The Top 10 Pele's in Football
So you thought Pele was good eh ? Well meet the other ones who, ..er, aren't quite as good., as we list the top 10 footballing Pele's....
Edison Arantes do Nascimento. O Rei. The King. Winner of 2 World Cups (and 3 World Cup medals). A goal per game ratio that would cause Opta's statistical super computers into meltdown. Rated by many as the best footballer ever. And our obvious choice as football's number one Pele.
2 Abedi Pele
One of the finest African players of all-time, Abedi Pele (also known as Abedi Ayew) was captain of the Ghana national team, scoring 33 goals in 73 appearances. Used as an attacking midfielder or second striker, his great dribbling skills, solo goals and dominance of matches also earned him the tag 'the African Maradona'. He was named African player of the year 3 times in a row between 1991 and 1993, when he was at the height of his fame, playing in the great, but controversial, Marseille team that won the 1993 European Cup.

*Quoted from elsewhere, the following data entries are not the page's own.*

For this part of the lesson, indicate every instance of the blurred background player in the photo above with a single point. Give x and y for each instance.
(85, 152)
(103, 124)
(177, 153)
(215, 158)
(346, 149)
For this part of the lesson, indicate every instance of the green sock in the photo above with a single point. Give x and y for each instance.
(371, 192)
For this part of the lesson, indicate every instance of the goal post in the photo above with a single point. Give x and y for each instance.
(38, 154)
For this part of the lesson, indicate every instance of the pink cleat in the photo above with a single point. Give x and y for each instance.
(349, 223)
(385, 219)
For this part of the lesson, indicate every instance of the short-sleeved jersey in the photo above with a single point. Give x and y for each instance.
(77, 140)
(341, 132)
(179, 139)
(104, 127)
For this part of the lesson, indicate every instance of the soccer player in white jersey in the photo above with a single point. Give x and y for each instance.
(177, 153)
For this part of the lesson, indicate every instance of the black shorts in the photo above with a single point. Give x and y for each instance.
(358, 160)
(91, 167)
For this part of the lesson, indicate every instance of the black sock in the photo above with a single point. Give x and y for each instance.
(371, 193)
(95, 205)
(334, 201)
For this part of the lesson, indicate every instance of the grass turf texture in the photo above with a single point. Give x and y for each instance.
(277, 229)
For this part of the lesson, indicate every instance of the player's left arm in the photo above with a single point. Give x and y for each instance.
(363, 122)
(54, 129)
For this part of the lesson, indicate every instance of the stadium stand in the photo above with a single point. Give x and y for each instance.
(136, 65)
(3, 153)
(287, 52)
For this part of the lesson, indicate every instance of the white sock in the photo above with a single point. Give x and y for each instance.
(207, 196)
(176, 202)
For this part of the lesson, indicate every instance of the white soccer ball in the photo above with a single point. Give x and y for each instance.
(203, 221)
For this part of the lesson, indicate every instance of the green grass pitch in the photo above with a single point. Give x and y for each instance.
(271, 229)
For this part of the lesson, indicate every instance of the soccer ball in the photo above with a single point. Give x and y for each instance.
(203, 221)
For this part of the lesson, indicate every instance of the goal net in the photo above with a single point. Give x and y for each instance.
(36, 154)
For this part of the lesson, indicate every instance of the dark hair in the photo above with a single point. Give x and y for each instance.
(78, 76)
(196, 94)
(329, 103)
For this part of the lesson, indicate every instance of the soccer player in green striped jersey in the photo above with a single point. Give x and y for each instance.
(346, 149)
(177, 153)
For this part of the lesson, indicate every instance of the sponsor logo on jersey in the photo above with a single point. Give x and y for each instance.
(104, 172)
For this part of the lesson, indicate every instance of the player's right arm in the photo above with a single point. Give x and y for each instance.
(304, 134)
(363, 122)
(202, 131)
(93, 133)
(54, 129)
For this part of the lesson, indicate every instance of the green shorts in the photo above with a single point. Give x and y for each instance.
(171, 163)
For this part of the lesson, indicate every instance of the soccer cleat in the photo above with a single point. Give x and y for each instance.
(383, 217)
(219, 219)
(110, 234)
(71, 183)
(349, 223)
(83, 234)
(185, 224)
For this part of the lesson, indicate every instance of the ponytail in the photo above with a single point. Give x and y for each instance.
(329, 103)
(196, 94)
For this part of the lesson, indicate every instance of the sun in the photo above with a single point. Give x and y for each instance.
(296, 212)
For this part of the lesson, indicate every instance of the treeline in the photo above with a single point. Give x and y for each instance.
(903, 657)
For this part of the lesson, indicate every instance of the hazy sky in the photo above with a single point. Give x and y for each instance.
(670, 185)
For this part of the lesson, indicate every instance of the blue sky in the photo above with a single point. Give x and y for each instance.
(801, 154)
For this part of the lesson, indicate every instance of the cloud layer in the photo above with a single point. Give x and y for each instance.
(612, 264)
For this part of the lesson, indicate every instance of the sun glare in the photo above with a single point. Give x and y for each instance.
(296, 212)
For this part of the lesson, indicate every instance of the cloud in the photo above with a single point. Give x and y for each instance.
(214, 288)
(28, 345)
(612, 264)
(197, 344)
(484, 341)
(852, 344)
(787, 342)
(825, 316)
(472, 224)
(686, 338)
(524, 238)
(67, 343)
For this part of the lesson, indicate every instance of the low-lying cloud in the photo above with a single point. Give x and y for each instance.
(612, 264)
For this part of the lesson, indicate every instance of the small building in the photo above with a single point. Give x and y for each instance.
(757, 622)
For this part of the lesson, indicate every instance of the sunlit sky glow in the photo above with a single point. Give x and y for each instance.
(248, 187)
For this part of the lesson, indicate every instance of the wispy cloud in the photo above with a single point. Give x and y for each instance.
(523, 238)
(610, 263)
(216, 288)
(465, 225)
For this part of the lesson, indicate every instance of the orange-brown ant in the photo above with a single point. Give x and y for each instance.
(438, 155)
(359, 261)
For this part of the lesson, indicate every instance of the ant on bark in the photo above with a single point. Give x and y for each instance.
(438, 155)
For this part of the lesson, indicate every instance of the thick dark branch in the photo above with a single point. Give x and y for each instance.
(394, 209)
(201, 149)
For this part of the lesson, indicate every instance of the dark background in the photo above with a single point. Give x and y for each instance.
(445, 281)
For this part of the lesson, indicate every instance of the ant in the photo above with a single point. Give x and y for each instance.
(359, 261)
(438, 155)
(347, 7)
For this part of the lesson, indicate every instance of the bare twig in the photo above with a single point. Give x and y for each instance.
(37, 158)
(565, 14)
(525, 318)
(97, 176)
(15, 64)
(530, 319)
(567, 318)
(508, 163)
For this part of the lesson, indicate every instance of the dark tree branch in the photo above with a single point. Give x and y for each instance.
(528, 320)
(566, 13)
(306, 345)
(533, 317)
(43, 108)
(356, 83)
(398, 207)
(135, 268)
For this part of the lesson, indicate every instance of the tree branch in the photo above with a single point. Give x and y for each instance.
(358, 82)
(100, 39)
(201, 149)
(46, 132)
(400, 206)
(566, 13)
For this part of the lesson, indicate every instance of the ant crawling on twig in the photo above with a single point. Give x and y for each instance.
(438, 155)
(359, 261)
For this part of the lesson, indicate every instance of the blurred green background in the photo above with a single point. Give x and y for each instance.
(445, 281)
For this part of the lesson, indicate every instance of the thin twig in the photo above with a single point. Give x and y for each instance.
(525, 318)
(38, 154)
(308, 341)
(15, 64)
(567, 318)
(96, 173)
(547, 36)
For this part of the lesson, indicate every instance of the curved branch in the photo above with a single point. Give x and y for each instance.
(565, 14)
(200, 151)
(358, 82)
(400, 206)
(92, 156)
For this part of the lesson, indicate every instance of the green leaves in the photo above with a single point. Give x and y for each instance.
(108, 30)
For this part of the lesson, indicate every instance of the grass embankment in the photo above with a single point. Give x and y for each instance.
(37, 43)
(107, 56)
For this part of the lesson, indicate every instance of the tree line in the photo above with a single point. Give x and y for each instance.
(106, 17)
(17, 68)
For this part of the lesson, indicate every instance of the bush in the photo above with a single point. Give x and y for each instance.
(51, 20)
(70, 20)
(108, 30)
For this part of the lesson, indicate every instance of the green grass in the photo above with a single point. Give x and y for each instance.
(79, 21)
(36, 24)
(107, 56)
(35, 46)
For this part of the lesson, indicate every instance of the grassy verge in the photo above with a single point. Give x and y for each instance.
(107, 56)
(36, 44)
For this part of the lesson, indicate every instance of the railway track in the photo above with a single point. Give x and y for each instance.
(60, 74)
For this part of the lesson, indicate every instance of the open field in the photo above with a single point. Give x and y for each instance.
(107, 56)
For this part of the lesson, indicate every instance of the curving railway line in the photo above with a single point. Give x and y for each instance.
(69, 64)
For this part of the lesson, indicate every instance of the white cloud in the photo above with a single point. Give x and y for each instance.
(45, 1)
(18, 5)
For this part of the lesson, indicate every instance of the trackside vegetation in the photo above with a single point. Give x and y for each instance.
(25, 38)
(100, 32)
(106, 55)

Interestingly, he's the only other 'Pele' to be named by the Pele in his '125 greatest living footballers' list back in 2004.

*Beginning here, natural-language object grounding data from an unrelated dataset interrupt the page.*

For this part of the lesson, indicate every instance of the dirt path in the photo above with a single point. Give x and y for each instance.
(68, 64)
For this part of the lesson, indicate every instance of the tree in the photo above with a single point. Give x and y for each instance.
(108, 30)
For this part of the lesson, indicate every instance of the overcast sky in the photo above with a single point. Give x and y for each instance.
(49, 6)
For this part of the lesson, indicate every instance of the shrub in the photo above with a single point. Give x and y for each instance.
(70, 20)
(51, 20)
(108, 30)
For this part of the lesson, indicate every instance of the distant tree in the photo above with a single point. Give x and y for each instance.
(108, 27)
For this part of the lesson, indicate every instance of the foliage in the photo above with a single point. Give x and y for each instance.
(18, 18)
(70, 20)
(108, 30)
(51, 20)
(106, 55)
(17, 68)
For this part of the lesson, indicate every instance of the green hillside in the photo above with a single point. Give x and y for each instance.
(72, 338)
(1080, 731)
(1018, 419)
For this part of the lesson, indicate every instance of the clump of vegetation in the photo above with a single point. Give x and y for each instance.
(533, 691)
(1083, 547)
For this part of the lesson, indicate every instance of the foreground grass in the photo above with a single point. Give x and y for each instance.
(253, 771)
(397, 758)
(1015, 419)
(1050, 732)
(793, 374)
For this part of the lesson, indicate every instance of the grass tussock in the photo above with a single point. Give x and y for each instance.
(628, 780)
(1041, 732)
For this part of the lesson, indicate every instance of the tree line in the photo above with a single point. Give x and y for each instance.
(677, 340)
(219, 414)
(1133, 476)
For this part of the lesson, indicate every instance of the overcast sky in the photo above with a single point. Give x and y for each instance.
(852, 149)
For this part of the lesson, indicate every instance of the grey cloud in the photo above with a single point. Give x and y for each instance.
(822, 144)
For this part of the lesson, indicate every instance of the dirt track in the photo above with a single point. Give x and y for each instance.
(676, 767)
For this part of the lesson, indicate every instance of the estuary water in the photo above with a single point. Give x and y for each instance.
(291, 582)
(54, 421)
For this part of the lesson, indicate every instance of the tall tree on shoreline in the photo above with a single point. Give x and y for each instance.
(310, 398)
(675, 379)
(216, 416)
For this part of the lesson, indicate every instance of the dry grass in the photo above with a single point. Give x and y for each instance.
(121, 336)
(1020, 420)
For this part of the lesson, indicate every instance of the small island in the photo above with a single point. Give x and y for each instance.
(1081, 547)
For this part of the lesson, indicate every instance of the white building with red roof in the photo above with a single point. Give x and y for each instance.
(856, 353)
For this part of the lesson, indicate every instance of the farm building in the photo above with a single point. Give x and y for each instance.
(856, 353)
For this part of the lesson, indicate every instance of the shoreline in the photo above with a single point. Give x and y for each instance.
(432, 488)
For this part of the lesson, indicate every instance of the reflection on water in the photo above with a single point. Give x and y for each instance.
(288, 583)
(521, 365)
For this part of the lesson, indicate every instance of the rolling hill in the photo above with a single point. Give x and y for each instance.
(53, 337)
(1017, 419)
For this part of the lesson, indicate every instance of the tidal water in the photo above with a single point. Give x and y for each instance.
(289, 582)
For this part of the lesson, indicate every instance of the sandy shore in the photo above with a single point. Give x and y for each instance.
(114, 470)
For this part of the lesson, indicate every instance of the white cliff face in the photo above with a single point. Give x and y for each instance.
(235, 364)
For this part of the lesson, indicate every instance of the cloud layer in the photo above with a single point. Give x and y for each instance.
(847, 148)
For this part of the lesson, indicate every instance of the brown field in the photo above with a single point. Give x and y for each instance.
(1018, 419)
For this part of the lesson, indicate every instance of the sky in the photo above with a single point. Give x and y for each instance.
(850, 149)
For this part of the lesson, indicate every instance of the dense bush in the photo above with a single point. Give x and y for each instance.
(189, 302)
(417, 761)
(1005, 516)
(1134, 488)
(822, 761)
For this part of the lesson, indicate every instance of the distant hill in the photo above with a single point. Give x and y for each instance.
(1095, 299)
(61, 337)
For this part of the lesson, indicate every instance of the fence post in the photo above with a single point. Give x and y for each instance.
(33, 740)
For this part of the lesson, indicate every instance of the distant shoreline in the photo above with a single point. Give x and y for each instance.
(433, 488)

3 The White Pele - Colin Harvey
There have been a number of players who have been given the 'White Pele' tag over the years, Zico and Tostao for example, and whilst for these 2 it was a pretty obvious comparison to make (i.e. they were Brazilian and er, white), it wasn't so for Colin Harvey. Best known in recent years for his managerial partnership with Howard Kendall, it's often forgotten what a great player Harvey actually was. Alongside Kendall and Alan Ball, he was part of the famous Everton midfield that was nicknamed 'the Holy Trinity'. The comparison with Pele wasn't particularly apt in that Harvey was actually a midfielder, but it was his creativity, skill and elegance on the ball that obviously coined the comparison from the Goodison faithful. And anyone who saw him in action will find it hard to believe he only played once for England.
4 Francois M'Pele
The Former PSG striker is still considered the best player to come out of Congo. His finest hour came in 1972 when he scored in the final of the African Nations Cup, as Congo beat Mali 3:2.
5 Pele Passos
In actual fact Vitor Hugo Gomes Passos, but he was nicknamed Pele when he was only 7, after banging in goals galore during his goal-hanging days at school. The nickname stuck but he eventually moved into a midfield role, and he openly admits there is absolutely no comparison with the great Brazilian, preferring to model his game on Patrick Viera, in which case maybe the ungrateful wretch should change his name to Viera Passos. Like Pedro Pele he could have opted for Cape Verde but some fine performances for the Portuguese U20 team means he's more likely to be turning out for them, whilst those same performances also persuaded Italian giants Inter Milan to snap him up in 2007.
6 Pedro Pele
Or Pedro Miguel Cardoso Monteiro to give him his full name. A composed central defender who can also play full-back or as a grafter in midfield, this particular Pele grew up in the Portuguese league but made the move to England in 2006 when he signed for Southampton. A £1 million move to West Brom followed a year and half later. This particular Pele plays for the Cape Verde national team.
7 Steven Pele
No nicknames here, the French defender just took the family name and got on with it. He was a highly rated youngster who was part of the French U19 team that won the European Championchips back in 2000, yet whilst fellow defenders from that same team Phillippe Mexes and Gael Givet have gone on to carve out fine careers and stepped up to the full French team, Pele has become almost a journeyman among 2nd and 3rd tier French teams such as En Avant de Guingamp.
8 Yohann Pele
Another French Pele ? Well, maybe not too surprising as he's the younger brother of Steven. He might be younger, but he's bigger - a 6ft 6 giant, who had "career as a goalkeeper" written all over him from an early age. A one-club man so far with Le Mans UC72, his fine performances helped the club gain promotion to Ligue 1 in 2005.
9 Pele FC (Guyana)
We're scraping the bottom of the barrel here lads, but what the hell ! Cricket may still be the most popular sport in Guyana (the reason being that South America's 3rd smallest country is culturally more Caribbean than South American, and is the only English speaking country in the continent) but there's a growing popularity for football. So amongst some of the fine club names that have been formed over the years (Blueberry Hill United, South Georgetown Ballweavers and Joe Public) we find Pele FC, hailing from the capital Georgetown and one of the oldest teams in the country, having dominated the championships back in the late 70's. The club's founders were presumably big fans of the great Brazilian striker.
10 Estadio Rei Pele
Bottom of the barrel hit ! Last in our list is the Estadio Rei Pele - a stadium in the Brazilian city of Maceio, it's home to both Clube de Regatas Brasil and Clube de Regatas Brasil and translates roughly as The King Pele Stadium.